João Pessoa, 27 de novembro de 2020 | --ºC / --ºC Dólar - Euro
É isto mesmo que você está lendo, leitor. Vivemos há tempo uma situação doentia que pode se expressar como um oxímoro e que eu denomino de Síndrome da Ruptura-Recomeço.
Sabe-se que o imperador Adriano (117-138), (foto) reformou o Pantheon, fortemente atingido pelos incêndios em Roma. Na reforma, Adriano fez questão de manter a fachada original do monumento, construído por Agripa, no século I a. C. – M. Agrippa Fecit (Marco Agripa fez) –, fachada que ainda se mantém no lugar. No Brasil, o nome de Agripa teria sido apagado para dar lugar a quem deu uma mão de tinta no Pantheon, além de serem incluídos os nomes da corriola acólita do chefete de plantão. Isso ocorre, porque está no nosso DNA recomeçar sempre. Estamos sempre recomeçando, nunca estamos continuando as coisas boas que foram feitas. Manutenção e preservação são palavras que, no Brasil, só existem no dicionário. Nunca tivemos, na realidade, um projeto político, no bom sentido da palavra, projeto de Estado. No máximo, tivemos um projeto político, no mau sentido da palavra, de assalto ao poder, para lá se eternizar, contradizendo todo o discurso maquiado de democracia. A nossa única continuidade é a ruptura para o eterno recomeço.
E, claro, a situação continua. De um tempo para cá, vivemos uma polarização refletida no “nós” x “eles”, “oprimidos” x “opressores”, que derivou para “democratas” x “fascistas”, “livros” x “armas”, “santos” x “demoníacos”, “brancos x pretos”…, como se todos não fôssemos seres humanos, cheios de contradições e de desejos, os quais não se enquadram em qualquer tentativa de racionalidade. A maneira como muitas pessoas estão agindo, cada uma defendo o seu gueto, é como se não houvesse terreno entre um gueto e outro. Fala-se tanto em diversidade e inclusão, mas o que se vê nos dois discursos é exatamente o oposto: exclusão por se querer um pensamento único.

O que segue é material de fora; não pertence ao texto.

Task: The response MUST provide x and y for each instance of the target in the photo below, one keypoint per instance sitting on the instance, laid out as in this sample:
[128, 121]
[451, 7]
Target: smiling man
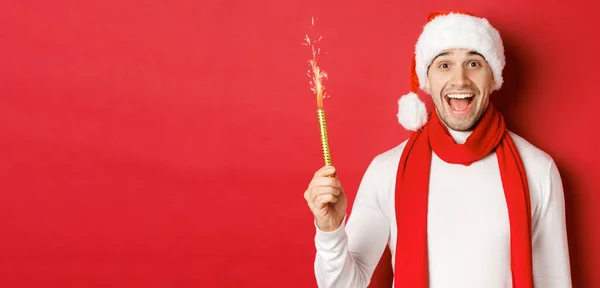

O que torna a situação ainda preocupante, porque revela um espírito doentio, é que as pessoas começaram a assimilar, ainda que por ironia rasteira, o discurso ofensivo a cada um dos seus representantes como uma qualidade que deve ser levantada na defesa contra o outro. Assim, nos tornamos, com uma celeridade impressionante, um país divido entre “malucos” e “cachaceiros”. Não se trata de ironia, a não ser como já frisei, ironia rasteira, escondendo um desejo danoso. A realidade é que, repito, estamos vivendo uma situação para lá de doentia. Como não sou da área, dou de graça esta dica aos psicanalistas, eles poderão dizer melhor do que eu o teor desse lado negro que nos faz defender, muitas vezes, o indefensável, como se fosse um modelo, do Coringa a Maradona.